17th July 2020
Flight over Korolev Crater on Mars
The European Space Agency (ESA) has released a new video, based on images taken by the orbiting Mars Express, showing the 81 km (51 mile) Korolev crater on Mars.
Korolev is located on the Planum Boreum, a plain which surrounds the Martian north pole. The crater was named after Sergei Korolev (1907–1966), the head Soviet rocket engineer and designer during the Space Race in the 1950s and 1960s. It contains about 2,200 cubic kilometres (530 cu mi) of water ice – comparable in volume to Great Bear Lake in northern Canada. The crater rim rises about 2 kilometres (1.2 mi) above the surrounding plains. The ice is permanently stable, because the crater acts as a natural cold trap. The thin Martian air above the crater ice is colder than air surrounding the crater; the colder local atmosphere is also heavier, so it sinks to form a protective layer, insulating the ice, shielding it from melting and evaporation.
Mars Express had photographed this crater previously, and ESA published an image in December 2018. The new movie shown here is an image mosaic, based on single orbital observations from the High Resolution Stereo Camera (HRSC) on Mars Express, combined with topographic information from the stereo channels of the HRSC. This generated a three-dimensional landscape, able to be recorded from different perspectives, as though filmed by a movie camera, to render the flight seen in the video.
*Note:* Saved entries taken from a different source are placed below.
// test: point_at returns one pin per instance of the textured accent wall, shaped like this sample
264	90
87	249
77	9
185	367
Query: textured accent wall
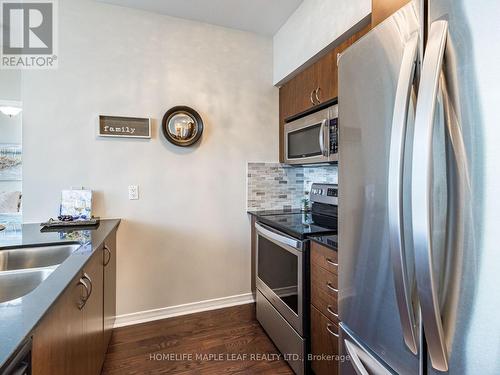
274	186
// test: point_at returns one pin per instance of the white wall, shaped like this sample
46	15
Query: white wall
311	28
188	237
10	127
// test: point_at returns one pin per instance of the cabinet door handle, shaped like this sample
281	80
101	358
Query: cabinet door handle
87	277
330	310
331	262
312	97
317	91
107	250
329	286
329	329
83	300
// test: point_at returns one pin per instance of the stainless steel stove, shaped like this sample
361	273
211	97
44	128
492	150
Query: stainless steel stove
283	271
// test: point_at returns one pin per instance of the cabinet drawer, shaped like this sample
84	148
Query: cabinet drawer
325	281
326	303
324	257
324	344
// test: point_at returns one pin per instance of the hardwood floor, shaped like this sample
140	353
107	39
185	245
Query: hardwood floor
225	341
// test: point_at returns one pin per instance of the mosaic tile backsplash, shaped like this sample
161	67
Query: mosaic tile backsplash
274	186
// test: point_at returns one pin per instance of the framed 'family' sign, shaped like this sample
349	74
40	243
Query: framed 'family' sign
124	127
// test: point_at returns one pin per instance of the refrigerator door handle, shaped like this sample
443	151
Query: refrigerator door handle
395	193
355	361
422	193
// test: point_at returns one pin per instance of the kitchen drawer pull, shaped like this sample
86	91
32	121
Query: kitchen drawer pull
87	277
107	250
83	300
329	329
312	98
331	262
318	90
330	310
329	286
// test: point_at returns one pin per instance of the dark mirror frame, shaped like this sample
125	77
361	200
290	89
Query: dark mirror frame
191	112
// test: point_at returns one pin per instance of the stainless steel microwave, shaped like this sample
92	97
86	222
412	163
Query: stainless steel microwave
313	138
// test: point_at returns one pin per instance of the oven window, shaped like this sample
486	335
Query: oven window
304	143
278	269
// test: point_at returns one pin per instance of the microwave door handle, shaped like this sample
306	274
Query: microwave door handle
422	193
322	137
395	193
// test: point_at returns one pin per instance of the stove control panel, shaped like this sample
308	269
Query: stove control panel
325	193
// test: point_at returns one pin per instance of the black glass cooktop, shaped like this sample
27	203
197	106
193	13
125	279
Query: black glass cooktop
301	225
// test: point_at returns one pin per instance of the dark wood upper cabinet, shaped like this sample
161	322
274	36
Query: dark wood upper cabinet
315	85
381	9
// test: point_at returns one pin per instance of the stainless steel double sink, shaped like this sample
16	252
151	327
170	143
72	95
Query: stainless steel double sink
23	269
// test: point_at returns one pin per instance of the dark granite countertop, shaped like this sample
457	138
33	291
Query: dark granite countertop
328	241
18	318
261	213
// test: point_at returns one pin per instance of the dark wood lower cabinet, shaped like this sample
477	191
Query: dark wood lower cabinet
93	318
324	311
74	335
58	341
324	344
109	262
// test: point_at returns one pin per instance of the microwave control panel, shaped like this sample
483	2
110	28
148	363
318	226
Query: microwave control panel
334	135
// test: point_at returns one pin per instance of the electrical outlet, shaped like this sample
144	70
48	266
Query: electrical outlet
133	192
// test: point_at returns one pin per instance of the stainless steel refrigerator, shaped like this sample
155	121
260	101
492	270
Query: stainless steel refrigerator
419	180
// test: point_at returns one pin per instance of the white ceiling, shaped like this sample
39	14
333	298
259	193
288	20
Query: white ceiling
260	16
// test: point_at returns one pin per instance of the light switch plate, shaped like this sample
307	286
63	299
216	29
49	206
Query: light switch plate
133	192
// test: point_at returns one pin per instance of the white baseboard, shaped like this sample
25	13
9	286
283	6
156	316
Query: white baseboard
188	308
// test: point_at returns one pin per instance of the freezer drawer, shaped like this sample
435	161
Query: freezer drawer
359	361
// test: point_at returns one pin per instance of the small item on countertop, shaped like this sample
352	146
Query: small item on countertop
61	224
76	204
305	204
65	218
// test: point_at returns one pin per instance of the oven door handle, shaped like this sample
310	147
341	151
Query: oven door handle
277	237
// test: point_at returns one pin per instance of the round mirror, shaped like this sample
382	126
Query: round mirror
182	126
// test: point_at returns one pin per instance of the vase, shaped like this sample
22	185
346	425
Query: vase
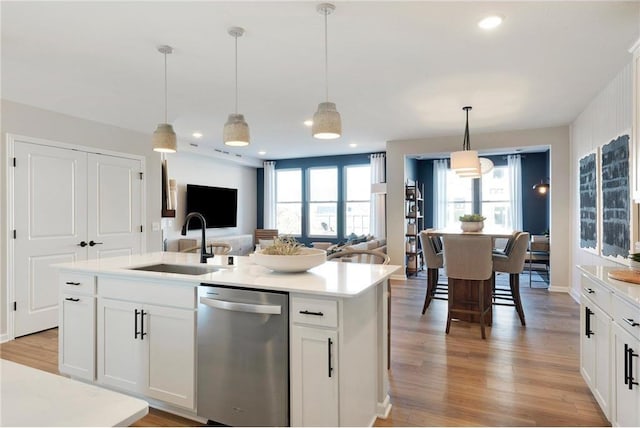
471	226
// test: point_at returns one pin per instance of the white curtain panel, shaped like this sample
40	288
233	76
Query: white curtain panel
440	168
514	166
269	195
378	215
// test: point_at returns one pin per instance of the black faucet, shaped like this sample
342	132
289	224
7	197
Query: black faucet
203	244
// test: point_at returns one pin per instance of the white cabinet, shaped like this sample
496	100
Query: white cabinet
147	348
595	349
76	342
314	377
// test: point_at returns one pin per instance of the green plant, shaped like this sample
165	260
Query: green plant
284	246
471	217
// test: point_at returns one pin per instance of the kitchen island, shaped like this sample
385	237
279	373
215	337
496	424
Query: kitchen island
134	330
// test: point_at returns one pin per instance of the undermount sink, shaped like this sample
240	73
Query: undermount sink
181	269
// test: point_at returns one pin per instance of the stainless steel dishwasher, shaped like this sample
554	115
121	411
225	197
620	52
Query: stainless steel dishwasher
243	356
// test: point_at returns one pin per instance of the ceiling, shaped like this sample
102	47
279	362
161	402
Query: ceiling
397	70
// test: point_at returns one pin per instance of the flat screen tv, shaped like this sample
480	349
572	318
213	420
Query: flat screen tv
218	205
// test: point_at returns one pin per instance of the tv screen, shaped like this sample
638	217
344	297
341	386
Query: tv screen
218	205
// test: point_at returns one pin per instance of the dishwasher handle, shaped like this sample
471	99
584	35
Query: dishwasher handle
241	307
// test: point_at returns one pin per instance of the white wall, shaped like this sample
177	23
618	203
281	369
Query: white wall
557	139
607	116
190	168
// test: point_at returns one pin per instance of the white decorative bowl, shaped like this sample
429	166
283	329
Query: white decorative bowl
309	258
472	226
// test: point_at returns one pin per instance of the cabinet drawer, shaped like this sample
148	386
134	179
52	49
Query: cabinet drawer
597	293
175	294
79	283
627	316
312	311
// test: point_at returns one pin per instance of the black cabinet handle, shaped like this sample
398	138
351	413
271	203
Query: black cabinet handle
135	323
629	380
142	333
329	343
319	314
631	322
587	321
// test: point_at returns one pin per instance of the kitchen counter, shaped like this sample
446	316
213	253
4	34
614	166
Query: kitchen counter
32	397
329	279
626	290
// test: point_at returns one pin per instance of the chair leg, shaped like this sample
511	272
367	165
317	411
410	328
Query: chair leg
482	304
449	305
430	289
514	283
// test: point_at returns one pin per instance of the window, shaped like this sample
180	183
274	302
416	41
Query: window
289	201
358	199
459	197
496	198
323	201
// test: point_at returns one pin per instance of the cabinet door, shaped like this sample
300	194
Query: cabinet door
119	346
627	396
77	336
314	377
170	344
595	359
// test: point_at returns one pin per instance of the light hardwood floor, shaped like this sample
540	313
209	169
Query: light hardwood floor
519	376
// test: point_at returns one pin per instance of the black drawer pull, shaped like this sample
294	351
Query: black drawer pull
319	314
631	322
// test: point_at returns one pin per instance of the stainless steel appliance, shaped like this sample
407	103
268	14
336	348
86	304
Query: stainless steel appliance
243	356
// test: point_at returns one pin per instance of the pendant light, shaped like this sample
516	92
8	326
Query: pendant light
164	138
465	162
236	130
327	124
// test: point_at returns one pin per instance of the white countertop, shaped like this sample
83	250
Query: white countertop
32	397
331	278
626	290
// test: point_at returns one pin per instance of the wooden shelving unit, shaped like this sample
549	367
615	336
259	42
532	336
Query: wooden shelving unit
414	223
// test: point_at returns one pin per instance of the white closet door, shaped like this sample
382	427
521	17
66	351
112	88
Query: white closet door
115	206
50	212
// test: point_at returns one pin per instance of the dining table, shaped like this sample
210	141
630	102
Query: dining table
466	291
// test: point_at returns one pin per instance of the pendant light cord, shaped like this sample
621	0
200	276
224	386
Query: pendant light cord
326	57
166	102
236	37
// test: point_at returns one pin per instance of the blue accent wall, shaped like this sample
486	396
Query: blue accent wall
535	207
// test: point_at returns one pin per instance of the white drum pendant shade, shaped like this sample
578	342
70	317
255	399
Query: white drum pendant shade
465	160
236	131
327	124
164	139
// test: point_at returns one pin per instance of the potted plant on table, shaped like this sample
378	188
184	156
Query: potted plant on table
471	222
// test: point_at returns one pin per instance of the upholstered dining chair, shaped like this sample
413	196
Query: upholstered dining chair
219	248
467	262
434	259
512	262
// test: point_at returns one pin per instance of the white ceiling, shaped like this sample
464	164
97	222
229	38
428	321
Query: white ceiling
397	70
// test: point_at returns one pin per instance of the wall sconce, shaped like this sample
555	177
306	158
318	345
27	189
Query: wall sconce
542	188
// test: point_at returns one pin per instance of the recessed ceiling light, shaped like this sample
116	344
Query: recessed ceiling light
490	22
Launched in June 2003, Mars Express remains operational after more than 17 years – making it the second longest lasting, continually active spacecraft in orbit around a planet other than Earth, behind only NASA's still active Mars Odyssey probe (April 2001). Due to its valuable science return and the highly flexible mission profile, Mars Express has been granted several mission extensions. The latest one, scheduled to end in late 2020, is expected to receive another extension lasting until 2022.